Kaya Scodelario and her magic cleavage fare slightly better as Carina, an amateur astronomer (labeled as a witch by the local yokels) who thinks she can find the Triton by reading a map in the stars. Her father left her the diary of Galileo, which contains a map that “no man can read”. Yes, it’s a completely ridiculous and lazy device to promote ‘girl power’ in a film that is otherwise insulting to women at every turn. Take, for instance, the pitifully misguided scene in which Jack is forced to marry a slovenly woman with sores on her face. Hilarity (doesn’t) ensue when Jack is ordered to kiss the bride. It’s the kind of obvious humor you’d find in a Sandler film, and, frighteningly, is executed twice as clumsily.

Javier Bardem as the perpetually disintegrating Captain Salazar

The villainy is supplied by Pirates of the Caribbean veteran Geoffrey Rush as Captain Barbossa, and newcomer to the franchise, Javier Bardem, as the ghostly Butcher of the Sea, Captain Salazar. In his previous life, Salazar hunted and exterminated pirates on the open sea before he met his match in Jack Sparrow. Tricked into the Devil’s Triangle, a jagged graveyard of shipwrecks and hellish obstacles, the ghost of Salazar and his crew of partially decomposed apparitions are trapped until Sparrow’s compass releases them… or something.

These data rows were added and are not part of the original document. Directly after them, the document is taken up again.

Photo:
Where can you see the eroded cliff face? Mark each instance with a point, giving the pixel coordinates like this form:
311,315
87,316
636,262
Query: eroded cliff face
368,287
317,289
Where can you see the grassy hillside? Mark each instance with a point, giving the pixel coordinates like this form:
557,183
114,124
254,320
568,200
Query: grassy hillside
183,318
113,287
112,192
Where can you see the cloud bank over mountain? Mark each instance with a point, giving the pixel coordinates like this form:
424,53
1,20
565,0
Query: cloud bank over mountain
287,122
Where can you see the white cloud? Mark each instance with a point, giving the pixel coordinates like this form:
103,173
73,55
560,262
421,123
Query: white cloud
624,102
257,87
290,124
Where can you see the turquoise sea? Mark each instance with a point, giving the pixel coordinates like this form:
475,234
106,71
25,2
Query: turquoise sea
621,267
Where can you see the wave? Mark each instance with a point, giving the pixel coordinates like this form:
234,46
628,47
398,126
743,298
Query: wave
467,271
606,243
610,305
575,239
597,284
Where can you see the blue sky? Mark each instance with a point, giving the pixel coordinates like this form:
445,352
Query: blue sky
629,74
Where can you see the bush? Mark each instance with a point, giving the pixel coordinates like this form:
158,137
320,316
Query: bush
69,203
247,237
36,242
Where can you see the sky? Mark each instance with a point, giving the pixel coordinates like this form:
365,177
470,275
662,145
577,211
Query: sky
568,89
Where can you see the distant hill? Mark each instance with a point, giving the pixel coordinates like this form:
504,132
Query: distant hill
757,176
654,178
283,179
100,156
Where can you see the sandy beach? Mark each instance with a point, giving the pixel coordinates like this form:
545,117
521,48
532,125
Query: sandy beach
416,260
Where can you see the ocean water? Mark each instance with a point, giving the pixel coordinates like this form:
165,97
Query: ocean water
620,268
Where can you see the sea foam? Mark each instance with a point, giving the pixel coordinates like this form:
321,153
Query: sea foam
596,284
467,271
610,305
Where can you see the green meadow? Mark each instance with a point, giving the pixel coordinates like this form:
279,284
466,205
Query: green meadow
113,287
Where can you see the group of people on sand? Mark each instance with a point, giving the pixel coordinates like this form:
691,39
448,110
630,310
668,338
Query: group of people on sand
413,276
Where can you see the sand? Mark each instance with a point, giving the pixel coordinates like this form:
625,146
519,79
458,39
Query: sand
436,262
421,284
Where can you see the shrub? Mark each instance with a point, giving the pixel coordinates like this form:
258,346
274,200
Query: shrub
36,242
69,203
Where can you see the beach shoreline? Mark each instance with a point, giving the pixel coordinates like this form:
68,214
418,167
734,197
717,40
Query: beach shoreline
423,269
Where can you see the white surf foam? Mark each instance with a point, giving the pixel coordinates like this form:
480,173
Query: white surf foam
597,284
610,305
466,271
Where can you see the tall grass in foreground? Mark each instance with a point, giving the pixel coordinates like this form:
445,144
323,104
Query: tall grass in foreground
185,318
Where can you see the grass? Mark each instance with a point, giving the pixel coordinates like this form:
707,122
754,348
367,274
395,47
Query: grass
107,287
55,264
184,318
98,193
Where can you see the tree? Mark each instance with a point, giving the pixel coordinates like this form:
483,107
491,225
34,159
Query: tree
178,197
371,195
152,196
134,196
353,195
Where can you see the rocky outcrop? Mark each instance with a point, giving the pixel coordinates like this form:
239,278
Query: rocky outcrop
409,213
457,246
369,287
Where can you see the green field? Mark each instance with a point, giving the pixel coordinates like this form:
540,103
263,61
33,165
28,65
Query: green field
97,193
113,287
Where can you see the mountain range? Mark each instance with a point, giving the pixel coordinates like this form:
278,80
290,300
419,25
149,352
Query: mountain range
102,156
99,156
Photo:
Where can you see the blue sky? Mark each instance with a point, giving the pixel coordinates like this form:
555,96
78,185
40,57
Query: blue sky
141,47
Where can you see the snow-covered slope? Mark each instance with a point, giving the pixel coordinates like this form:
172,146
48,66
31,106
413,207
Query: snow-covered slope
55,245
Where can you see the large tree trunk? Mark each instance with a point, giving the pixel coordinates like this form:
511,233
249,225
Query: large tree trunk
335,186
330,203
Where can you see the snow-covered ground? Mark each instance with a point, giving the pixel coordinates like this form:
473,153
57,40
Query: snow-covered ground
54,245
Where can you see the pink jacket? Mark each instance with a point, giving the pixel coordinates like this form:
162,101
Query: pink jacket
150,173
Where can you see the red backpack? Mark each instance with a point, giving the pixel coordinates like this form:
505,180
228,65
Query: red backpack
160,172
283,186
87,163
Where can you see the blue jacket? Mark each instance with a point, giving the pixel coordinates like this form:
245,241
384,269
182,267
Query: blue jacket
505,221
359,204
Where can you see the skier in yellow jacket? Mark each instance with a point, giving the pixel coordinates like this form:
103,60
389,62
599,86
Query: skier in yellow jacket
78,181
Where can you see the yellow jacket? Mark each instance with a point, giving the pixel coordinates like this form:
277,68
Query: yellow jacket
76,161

Rush is solid as always, providing the only shreds of recognizable humanity in the film, and getting the closest to resembling a proper character arc. Bardem, a largely computer-generated creation, looks astounding with his ethereal hair and shattered skull, but he doesn’t get much scenery to chew. He does, however, captain a wickedly cool ship, complete with the wooden skeleton of a hull that resembles a demented centipede as it rises from the sea and devours enemy vessels.

With no interesting characters to lean on, Rønning and Sandberg need lots of imaginative action set pieces to provide any thrills. Sadly, the action is generic and drags on for far too long, which doesn’t help the already lethargic pacing. The only exceptions are a crackerjack finalé in Poseidon’s tomb, and Sparrow’s escape from Saint Martin. The latter set piece features a delightful visual gag of a revolving guillotine poised precariously above Sparrow’s neck.

Mostly, we just get lots and lots of plot, none of which is interesting or particularly necessary. Everybody wants Poseidon’s Triton (which seems to do everything but cure cancer in this mythology), except when they decide to chase Sparrow’s compass, instead. There are listless love plots, manipulative family drama, and a hero in Sparrow who spends most of his time bound and gagged. In retrospect, perhaps that was a wise narrative choice.

As a fan of action-adventure films, it’s instructive to compare Pirates of the Caribbean: Dead Men Tell No Tales with a similar swashbuckler, 2017’s Guardians of the Galaxy Vol. 2. Both deal with a large cast of eccentric characters being led by a somewhat reluctant, conflicted hero. The difference being that Guardians of the Galaxy Vol. 2 takes the time to develop each character and gives them a compelling goal, while Pirates of the Caribbean: Dead Men Tell No Tales fails to create characters that can carry the action.

No one expects Shakespearean flourishes from a movie based on a theme park ride, but they do expect to have some fun. Jack Sparrow should have just slept this one off.